今回の記事では、私なりに発掘した、言語交換を最大活用するための秘訣をご紹介します。
秘訣①出し惜しみをしない
以前の私は、新しい言語だけを練習したくて、あえて英語やフランス語(この2つは私が不自由なく使える言語です)を話せないパートナーを探したものです。でも本来は、言語交換とは自分の言語と相手の言語を「交換」することなのです。よって、新しい言語の勉強にしかるべき時間を割きつつ、自分の言語を惜しみなく共有することには、きちんと利点があります!
この 「お互いに与えあう」言語交換は、効率重視のやり方と比べて、むしろ豊かなものになるはずです。なぜなら二人がお互いに教えてもらえる機会に感謝するとともに、自国の文化の大使、そして教師としての自覚が生まれるからです。努めて与えあうようにすることによって好循環が生まれ、あなたと学習パートナーの双方が、相手への投資を惜しまないようになります。時にはあなたが会話をリードし、自分の個性をアピールしてみたり、どんな言葉づかいでどんなトピックについて話すかを積極的に提案してみたりするのも良いでしょう。教えと学びのバランスがうまく取れたときにこそ、真の友情が生まれ、有意義な関係が築かれていくのです。
秘訣②繰り返す&記録する
私がよく使うテクニックのひとつは、言語交換中にボイスレコーダーを使うことです。会話の一部を記録し、後で勉強するための戦略です。だいたい、次のようにやっています。
1. 言語交換で会うときには毎回、学習中の言語で何か(たとえば昨日したことなど)について話す。次にパートナーに、自分の言語で同じ内容を繰り返してもらう。
2. 終了後、自宅で録音を聴き、「なるほど」と思った単語、言い回し、文章全体などをピックアップする。
3. ピックアップしたものをまず一人で練習し、その後、次の言語交換で使ってみる!
これは「何を言うべきか」だけでなく、「どのように 言うべきか」も同時に学ぶことができる、優れた方法です。私はこの方法で、砕けた口語表現、新しい語彙、そして「定番」の言い回しを仕入れています。
秘訣③具体的な質問を準備しておく
言語交換では、積極的に発言することがとても重要です。パートナーに会話の進行をリードしてもらう一方で、「あー、うー、言葉が出てこない!」と感じたら、遠慮せずに相手に助けを求めましょう。私が個人的に使っている方法をご紹介すると、何かを言おうとしているのに相手が理解してくれなかったときや、文章の途中で言葉に詰まってしまったときなどにはすかさず録音し、自分がどんな間違いをしたのかを記録に残すようにしています。

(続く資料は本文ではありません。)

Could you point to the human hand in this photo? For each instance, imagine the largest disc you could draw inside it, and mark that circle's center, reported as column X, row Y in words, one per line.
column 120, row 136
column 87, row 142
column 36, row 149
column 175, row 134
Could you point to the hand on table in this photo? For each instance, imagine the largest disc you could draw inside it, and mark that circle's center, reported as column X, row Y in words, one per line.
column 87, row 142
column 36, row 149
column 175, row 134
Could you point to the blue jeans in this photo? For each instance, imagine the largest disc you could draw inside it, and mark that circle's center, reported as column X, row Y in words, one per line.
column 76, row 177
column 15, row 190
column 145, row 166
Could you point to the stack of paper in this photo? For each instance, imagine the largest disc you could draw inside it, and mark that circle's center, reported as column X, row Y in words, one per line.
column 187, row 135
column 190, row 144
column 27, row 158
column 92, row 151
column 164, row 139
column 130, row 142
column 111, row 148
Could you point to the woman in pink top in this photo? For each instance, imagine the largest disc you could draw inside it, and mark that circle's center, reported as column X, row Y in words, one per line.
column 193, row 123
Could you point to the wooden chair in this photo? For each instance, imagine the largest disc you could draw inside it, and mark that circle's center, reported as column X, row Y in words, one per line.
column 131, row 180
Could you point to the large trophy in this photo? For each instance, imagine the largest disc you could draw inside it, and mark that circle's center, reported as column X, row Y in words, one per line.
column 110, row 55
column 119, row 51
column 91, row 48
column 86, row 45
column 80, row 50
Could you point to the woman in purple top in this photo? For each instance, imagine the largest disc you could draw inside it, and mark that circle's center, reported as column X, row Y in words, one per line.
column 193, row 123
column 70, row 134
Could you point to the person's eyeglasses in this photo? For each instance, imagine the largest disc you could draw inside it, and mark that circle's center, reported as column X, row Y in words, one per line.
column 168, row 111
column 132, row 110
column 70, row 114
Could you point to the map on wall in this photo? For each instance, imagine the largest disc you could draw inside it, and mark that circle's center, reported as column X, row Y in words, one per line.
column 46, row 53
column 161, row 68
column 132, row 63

これらの録音の中から本当に学びたいもの、もっと理解したいものを1つ選び、言語交換のときに持って行きます。そしてパートナーに「こんな場合、どう言ったらいいの?」と聞き、答えを書き留め(または録音し)、家に帰ってから練習します。最後に仕上げのチャレンジとして、同じ週のうちに新しく仕入れた言い回しを使って会話してみます。この方法ならば自分の学習ニーズに合ったテーマを言語交換に取り入れることができるので、実際に必要とする知識が身に付き、自分なりの学習目標に向かって進歩していくことができます。
次の言語交換で試してみよう!
新しい言語の基本を学んだら、言語交換のパートナーと練習してみる。これは、学んだことを応用するための、楽しくてやりがいのある方法です。「達人の秘訣」を参考に、自分に合ったやり方をぜひ見つけてくださいね!